GMM-based classification of vowels
Tasks to do:
- Simplified classification of vowels based on GMM
Compute mean values and variances for 1st and 2nd formant for basic 5 vowels which formant frequencies are saved in the following file
(Formants 1-4 computed always from 3 realizations of each particular vowel are saved in variables Fa1, Fa2, Fa3, etc.). Compute mean values from the 1st realizations, i.e. from Fa1, Fe1, Fi1, Fo1 a Fu1.
- 1st checked result:
- Display distribution of 1st and 2nd formant (formant triangle)
for particular realizations of vowels (i.e. 3 different figures),
- add mean values of formants for all 5 vowels into previously created figures.
- Define the formula for two dimensional (n-dimensional) Gaussian function (i.e. probability density function) for the purpose of vowel classification based on the first 2 (4) formants and prepare the implementation of this function in MATLAB.
- Display particular two dimensional Gaussian probability density functions of particular vowels.
- 2nd checked result:
- Compute values of likelihood emitted by Gaussian probability density function for particular vowels. Use one short-time frame from the second or third realization of vowels (e.g. the 5th row of Fa2). Find the highest likelihood and check that it correspond to analyzed sound. Repeat for other vowels.
- Repeat the same task using available functions in MATLAB,
i.e. gmdistribution.fit and pdf and compare obtained results.
- 3rd checked result:
- Realize the classification using MATLAB function pdf for all short-time frames of the 2nd or 3rd realization of vowels for
all available GMM models.

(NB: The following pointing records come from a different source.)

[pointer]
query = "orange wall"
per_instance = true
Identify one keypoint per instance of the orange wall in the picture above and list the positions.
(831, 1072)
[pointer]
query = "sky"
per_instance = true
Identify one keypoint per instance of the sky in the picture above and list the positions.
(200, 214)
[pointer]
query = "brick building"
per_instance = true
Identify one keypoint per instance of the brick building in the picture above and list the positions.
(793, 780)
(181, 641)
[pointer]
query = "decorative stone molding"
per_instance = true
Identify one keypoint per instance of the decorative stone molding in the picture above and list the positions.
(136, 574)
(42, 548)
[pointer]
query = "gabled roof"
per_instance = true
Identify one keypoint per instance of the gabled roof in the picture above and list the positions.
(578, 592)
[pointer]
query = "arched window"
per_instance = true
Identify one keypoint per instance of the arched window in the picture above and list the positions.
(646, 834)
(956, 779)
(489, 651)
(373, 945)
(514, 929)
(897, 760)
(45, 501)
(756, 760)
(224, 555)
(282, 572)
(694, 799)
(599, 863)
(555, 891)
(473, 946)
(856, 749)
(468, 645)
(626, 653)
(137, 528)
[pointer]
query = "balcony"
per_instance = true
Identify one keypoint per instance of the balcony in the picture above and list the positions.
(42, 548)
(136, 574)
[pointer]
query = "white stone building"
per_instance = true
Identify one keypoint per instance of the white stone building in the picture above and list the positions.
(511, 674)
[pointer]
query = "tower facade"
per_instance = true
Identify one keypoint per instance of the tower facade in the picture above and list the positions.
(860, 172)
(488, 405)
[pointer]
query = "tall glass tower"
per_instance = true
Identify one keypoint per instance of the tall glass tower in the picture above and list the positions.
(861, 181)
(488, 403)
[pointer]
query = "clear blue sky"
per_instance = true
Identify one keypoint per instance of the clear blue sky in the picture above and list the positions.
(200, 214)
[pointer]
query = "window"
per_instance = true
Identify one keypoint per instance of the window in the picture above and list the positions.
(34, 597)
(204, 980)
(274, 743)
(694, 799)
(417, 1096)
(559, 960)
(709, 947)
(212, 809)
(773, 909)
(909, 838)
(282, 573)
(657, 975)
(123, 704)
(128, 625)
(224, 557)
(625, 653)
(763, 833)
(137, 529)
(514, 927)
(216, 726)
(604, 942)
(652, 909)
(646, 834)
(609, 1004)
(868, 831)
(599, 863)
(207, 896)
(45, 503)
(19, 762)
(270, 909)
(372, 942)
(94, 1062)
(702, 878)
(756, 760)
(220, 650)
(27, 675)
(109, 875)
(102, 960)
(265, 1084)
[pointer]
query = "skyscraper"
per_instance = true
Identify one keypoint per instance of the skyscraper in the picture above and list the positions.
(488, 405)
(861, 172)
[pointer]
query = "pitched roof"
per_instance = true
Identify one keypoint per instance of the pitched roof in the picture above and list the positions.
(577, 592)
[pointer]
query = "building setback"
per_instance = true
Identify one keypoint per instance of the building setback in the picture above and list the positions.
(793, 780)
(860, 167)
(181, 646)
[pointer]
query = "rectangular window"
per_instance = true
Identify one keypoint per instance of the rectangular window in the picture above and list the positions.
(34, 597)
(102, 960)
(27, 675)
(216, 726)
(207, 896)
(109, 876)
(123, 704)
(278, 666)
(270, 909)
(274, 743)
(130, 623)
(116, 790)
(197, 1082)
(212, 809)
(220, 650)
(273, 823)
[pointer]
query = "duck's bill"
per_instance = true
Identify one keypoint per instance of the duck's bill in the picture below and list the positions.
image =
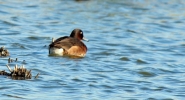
(85, 39)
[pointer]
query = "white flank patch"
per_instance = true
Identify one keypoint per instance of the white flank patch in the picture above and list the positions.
(56, 51)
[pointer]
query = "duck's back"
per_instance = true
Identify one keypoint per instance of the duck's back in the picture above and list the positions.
(70, 45)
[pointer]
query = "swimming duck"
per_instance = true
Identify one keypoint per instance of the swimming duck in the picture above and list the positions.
(69, 45)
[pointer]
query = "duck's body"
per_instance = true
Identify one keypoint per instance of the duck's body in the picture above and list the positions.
(69, 45)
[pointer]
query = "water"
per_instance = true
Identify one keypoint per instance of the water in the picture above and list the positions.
(136, 49)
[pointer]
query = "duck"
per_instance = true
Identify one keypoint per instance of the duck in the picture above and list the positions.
(69, 45)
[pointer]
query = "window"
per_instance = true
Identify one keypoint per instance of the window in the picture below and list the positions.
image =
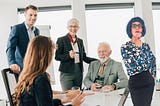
(107, 25)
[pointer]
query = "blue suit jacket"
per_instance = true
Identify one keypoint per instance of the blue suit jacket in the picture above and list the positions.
(17, 44)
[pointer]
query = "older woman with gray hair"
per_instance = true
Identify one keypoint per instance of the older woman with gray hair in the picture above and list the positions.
(71, 54)
(140, 63)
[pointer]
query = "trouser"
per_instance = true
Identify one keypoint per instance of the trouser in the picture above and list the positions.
(141, 87)
(69, 80)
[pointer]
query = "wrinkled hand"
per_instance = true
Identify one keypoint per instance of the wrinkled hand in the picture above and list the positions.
(78, 100)
(94, 86)
(107, 88)
(71, 54)
(15, 68)
(72, 93)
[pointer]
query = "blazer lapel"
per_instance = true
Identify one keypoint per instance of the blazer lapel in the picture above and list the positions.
(68, 43)
(107, 72)
(25, 32)
(96, 69)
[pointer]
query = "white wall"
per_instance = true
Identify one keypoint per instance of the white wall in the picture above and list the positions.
(8, 17)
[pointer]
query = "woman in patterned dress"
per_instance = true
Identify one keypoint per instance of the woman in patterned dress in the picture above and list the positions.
(140, 64)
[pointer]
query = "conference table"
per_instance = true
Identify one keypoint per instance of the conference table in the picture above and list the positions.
(113, 98)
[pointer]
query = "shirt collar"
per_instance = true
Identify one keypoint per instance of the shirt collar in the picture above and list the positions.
(33, 28)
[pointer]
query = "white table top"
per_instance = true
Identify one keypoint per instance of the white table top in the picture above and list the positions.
(113, 98)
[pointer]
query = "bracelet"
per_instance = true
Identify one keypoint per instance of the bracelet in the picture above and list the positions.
(114, 86)
(63, 96)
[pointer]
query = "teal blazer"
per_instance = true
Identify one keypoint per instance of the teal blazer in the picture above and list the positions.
(114, 74)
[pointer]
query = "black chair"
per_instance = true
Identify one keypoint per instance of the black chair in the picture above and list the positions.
(10, 80)
(124, 97)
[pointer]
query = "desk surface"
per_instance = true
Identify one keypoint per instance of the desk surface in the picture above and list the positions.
(113, 98)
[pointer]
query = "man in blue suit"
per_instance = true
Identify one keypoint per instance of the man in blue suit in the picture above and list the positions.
(19, 38)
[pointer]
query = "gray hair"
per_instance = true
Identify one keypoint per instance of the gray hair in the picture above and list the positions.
(105, 44)
(73, 19)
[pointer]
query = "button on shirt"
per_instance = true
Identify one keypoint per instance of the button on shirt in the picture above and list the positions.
(138, 59)
(30, 31)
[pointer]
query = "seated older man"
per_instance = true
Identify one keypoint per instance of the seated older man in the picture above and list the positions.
(105, 74)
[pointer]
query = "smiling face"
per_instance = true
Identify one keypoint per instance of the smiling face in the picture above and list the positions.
(73, 27)
(31, 17)
(104, 52)
(136, 30)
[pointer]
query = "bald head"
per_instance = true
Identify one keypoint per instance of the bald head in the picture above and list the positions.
(104, 50)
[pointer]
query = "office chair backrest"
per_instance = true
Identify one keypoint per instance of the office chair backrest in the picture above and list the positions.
(124, 97)
(10, 80)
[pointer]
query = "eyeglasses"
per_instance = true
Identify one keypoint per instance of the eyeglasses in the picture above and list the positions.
(73, 26)
(134, 26)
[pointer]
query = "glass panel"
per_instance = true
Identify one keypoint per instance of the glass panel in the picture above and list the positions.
(156, 21)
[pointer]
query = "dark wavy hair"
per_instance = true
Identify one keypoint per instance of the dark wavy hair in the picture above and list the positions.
(135, 19)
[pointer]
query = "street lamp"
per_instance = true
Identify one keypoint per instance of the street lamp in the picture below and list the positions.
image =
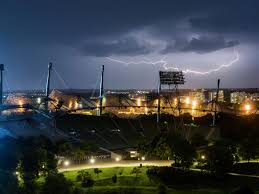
(248, 107)
(66, 163)
(92, 160)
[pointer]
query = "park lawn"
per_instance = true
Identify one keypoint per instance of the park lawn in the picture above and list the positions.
(147, 190)
(125, 177)
(126, 181)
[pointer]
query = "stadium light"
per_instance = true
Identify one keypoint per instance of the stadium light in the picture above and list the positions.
(66, 163)
(194, 104)
(92, 160)
(248, 107)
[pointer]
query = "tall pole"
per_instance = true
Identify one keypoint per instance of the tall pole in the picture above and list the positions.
(158, 101)
(101, 94)
(1, 84)
(215, 104)
(47, 89)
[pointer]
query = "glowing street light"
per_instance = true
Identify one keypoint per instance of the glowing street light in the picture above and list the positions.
(187, 100)
(92, 160)
(194, 104)
(38, 100)
(66, 163)
(139, 102)
(20, 103)
(248, 107)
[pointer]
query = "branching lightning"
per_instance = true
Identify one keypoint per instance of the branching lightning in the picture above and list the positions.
(165, 65)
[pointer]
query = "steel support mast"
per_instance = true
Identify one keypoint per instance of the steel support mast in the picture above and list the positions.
(99, 113)
(1, 83)
(47, 89)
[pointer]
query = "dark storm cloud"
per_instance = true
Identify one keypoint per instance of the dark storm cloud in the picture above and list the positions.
(33, 29)
(124, 46)
(206, 44)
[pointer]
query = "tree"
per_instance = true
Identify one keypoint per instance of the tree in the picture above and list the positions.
(220, 158)
(82, 174)
(31, 164)
(248, 149)
(198, 140)
(243, 190)
(183, 152)
(57, 184)
(78, 155)
(85, 178)
(87, 182)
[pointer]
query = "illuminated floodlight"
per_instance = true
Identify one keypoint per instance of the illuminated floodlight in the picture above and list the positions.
(248, 107)
(187, 100)
(92, 160)
(20, 103)
(66, 163)
(139, 102)
(171, 77)
(194, 104)
(38, 100)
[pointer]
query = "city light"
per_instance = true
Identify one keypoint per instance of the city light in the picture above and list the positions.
(20, 103)
(248, 107)
(194, 104)
(92, 160)
(66, 163)
(187, 100)
(139, 102)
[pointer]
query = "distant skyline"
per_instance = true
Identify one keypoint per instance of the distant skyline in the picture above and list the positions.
(133, 39)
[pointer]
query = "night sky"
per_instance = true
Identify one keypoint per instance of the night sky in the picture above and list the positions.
(134, 39)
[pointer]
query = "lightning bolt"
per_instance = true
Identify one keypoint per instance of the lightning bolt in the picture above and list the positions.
(164, 64)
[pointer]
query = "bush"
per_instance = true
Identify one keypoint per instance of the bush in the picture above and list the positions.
(243, 190)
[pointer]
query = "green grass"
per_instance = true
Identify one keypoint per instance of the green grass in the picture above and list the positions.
(129, 183)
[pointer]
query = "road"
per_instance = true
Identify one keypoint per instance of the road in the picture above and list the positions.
(111, 164)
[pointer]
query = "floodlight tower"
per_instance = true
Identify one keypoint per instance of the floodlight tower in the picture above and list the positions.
(169, 78)
(99, 112)
(47, 89)
(1, 83)
(215, 104)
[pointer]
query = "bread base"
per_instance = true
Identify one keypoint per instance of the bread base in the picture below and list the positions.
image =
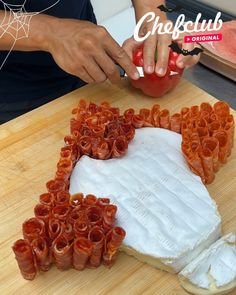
(147, 259)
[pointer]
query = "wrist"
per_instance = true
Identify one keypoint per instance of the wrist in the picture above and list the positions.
(42, 29)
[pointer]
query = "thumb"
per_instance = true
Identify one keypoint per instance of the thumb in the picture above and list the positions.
(130, 45)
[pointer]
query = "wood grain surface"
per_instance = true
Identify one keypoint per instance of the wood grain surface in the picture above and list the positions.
(29, 151)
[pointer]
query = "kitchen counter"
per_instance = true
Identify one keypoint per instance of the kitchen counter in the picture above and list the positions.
(213, 83)
(29, 151)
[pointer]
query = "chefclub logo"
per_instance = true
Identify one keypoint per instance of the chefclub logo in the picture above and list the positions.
(181, 26)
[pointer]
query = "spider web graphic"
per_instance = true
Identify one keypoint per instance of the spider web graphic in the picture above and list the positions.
(16, 22)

Observe results in graphical form.
- Try to use also logarithmic probabilities.
- On-line identification of vowels based on formants or cepstra
- Compute parameters of GMM model from all your available realizations of vowels saved in the database zreratdb.
- You can access recorded signals directly in clasrooms at CTU FEE. The data are directly available in the directory "H:\VYUKA\ZRE\signaly\zreratdb".
- To work outside of CTU FEE, you can dowload the following archive of signals resampled to
16 kHz zrerat_blocken_2018_cs0.zip.
- Realize the classification of on-line recorded vowel.
- Use all 4 formant frequencies or 12 MFCC cepstral coefficients (c-c) as speech features.
- 4th checked result: Display for on-line recorded vowel:
- waveform, spectrogram and formant (or MFCC) time dependency,
- formants or cepstrum for voice activity short-time frames only (use power VAD),
- all values of log-likelihood and their averages for all 5 GMM modles of particular basic vowels.